Friday, November 10, 2006

Buffer debugging

Some standard library implementations, such as the one that ships with MSVC 8.0, provide a nifty feature called iterator debugging. What this means is that the validity of your iterators is checked at runtime. If you try to use an iterator that has been invalidated, you'll get an assertion. For example:
std::vector<int> v(1)
std::vector<int>::iterator i = v.begin();
v.clear(); // invalidates iterators
*i = 0; // assertion!
Boost.Asio now takes advantage of this feature to add buffer debugging. Consider the following code:
void dont_do_this()
{
std::string msg = "Hello, world!";
asio::async_write(sock, asio::buffer(msg), my_handler);
}
When you call an asynchronous read or write you need to ensure that the buffers for the operation are valid until the completion handler is called. In the above example, the buffer is the std::string variable msg. This variable is on the stack, and so it goes out of scope before the asynchronous operation completes. If you're lucky, your application will crash. Often you will get random failures.

With the new buffer debug checking, however, Boost.Asio stores an iterator into the string until the asynchronous operation completes, and then dereferences it to check its validity. In the above example you get an assertion failure just before Boost.Asio tries to call the completion handler.

This feature has only been tested with MSVC 8.0 so far, but it should work with any other implementation that supports iterator debugging. Obviously there's a performance cost to this checking, so it's only enabled in debug builds. You can also explicitly disable it by defining BOOST_ASIO_DISABLE_BUFFER_DEBUGGING (or ASIO_DISABLE_BUFFER_DEBUGGING if you're using standalone asio).

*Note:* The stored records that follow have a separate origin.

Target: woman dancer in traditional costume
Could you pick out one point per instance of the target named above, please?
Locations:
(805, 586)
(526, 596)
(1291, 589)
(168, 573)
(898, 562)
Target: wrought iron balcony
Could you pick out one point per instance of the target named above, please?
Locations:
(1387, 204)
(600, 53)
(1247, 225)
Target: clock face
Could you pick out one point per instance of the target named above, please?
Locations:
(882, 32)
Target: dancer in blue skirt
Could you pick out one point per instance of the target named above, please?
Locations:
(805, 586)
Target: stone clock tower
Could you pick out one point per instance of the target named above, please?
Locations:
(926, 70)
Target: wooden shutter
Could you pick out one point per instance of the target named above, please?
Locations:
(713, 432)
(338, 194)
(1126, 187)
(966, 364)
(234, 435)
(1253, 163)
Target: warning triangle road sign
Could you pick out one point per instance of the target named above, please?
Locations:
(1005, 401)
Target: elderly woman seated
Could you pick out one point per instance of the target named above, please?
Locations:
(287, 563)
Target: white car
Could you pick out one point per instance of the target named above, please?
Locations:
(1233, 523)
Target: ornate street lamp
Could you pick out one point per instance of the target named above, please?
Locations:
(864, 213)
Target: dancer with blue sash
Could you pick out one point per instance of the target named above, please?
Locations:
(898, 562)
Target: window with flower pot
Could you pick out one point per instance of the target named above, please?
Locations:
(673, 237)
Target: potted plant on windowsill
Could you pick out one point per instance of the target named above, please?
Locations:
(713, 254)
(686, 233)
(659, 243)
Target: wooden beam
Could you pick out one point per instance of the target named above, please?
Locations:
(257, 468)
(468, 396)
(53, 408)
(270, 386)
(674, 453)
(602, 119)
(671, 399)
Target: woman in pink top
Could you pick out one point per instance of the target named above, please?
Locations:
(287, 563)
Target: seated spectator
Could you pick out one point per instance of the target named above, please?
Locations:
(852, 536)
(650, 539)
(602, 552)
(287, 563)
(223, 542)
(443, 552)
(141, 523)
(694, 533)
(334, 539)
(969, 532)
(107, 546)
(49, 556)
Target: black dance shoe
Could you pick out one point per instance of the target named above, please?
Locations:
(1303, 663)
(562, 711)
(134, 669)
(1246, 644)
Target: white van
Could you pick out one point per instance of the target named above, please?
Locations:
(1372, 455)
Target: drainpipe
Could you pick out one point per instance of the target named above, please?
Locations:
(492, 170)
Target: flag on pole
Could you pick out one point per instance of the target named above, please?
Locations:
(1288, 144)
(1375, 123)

Saturday, October 07, 2006

FreeBSD support

Asio has now been tested successfully on FreeBSD 6.0, and should support FreeBSD 5.5 and later. FreeBSD 5.4 and earlier are not supported since, according to the man pages, getaddrinfo is not thread-safe.

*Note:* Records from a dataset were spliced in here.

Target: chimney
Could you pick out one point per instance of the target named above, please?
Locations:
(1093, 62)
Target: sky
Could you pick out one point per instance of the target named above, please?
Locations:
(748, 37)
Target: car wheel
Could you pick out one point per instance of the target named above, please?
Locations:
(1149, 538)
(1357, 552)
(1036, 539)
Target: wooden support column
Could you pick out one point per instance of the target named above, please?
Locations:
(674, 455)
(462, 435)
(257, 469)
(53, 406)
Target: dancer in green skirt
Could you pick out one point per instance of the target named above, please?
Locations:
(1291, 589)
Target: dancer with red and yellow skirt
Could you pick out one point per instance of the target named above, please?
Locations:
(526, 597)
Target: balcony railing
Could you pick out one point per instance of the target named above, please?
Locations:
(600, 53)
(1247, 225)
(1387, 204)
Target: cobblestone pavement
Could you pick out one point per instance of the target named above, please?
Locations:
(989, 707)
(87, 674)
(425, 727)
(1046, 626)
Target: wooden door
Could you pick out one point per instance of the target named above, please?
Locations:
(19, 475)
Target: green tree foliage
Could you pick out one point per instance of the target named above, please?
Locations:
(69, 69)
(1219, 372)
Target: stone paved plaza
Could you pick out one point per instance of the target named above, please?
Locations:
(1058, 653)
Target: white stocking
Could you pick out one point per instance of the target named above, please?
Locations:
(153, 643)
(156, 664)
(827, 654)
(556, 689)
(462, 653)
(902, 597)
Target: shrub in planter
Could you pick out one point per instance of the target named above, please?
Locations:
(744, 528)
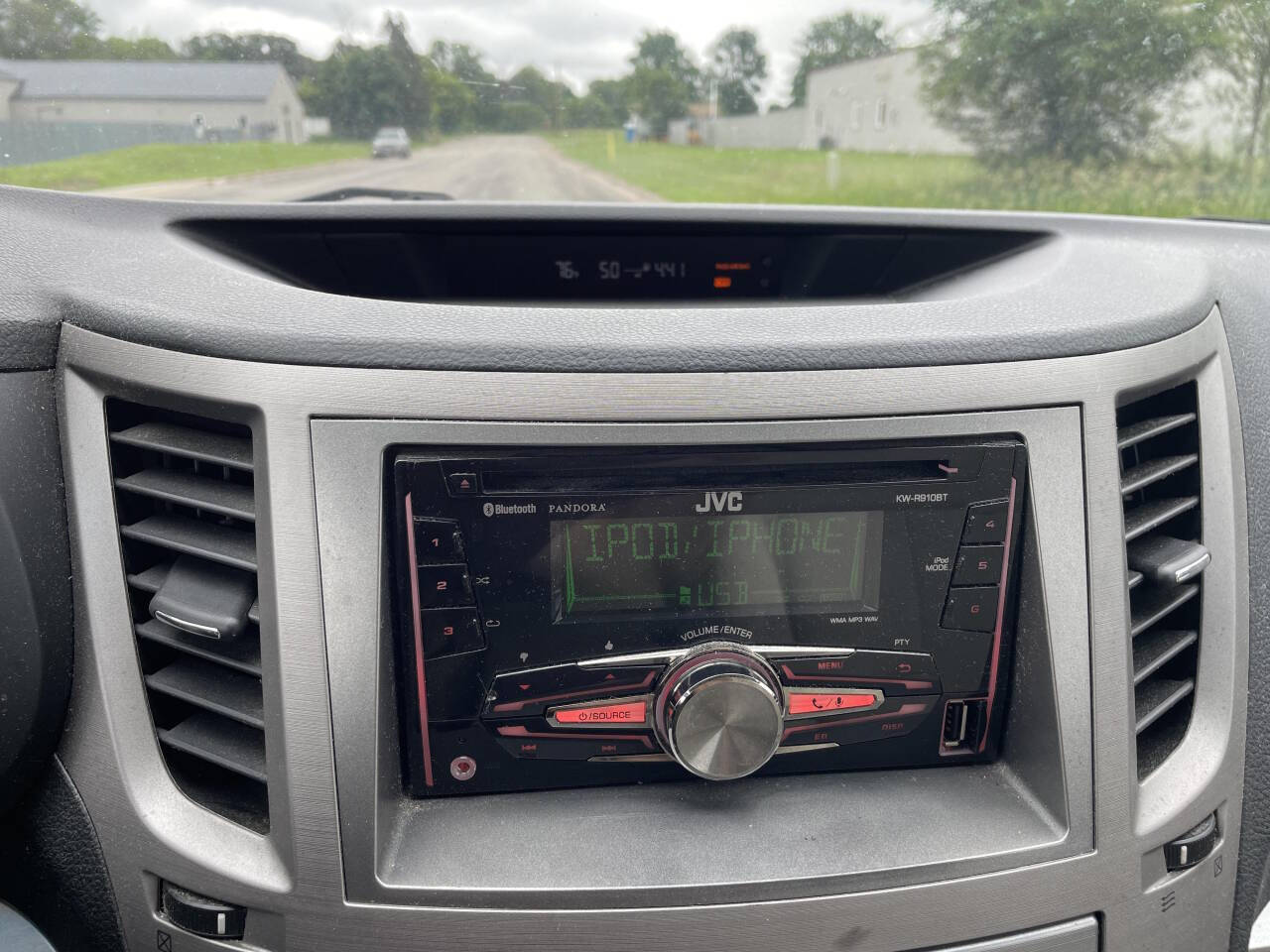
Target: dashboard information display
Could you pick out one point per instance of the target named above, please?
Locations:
(748, 563)
(617, 268)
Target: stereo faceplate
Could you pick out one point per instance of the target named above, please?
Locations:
(548, 602)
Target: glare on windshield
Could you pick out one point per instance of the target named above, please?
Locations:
(1137, 107)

Tuesday, September 26, 2006

SSL password callbacks

On the weekend I made some changes to asio to support password callbacks for SSL. There is a new function on the asio::ssl::context class called set_password_callback(), which takes a function object with the following signature:
std::string password_callback(
std::size_t max_length,
ssl::context::password_purpose purpose);
The callback must return the password as a string. The max_length argument indicates the maximum allowable length of the password, and if the returned string is longer it will be truncated. The context::password_purpose type is an enum with values for_reading and for_writing. In most cases you won't need to use the max_length or purpose arguments, and if you use boost::bind() to create the function object you can just leave them off. For example, the SSL server sample included with asio now has the following:
context_.set_password_callback(
boost::bind(&server::get_password, this));

...

std::string get_password() const
{
return "test";
}
The final thing to note is that the password callback needs to be set before calling any ssl::context functions that load keys, such as use_private_key_file().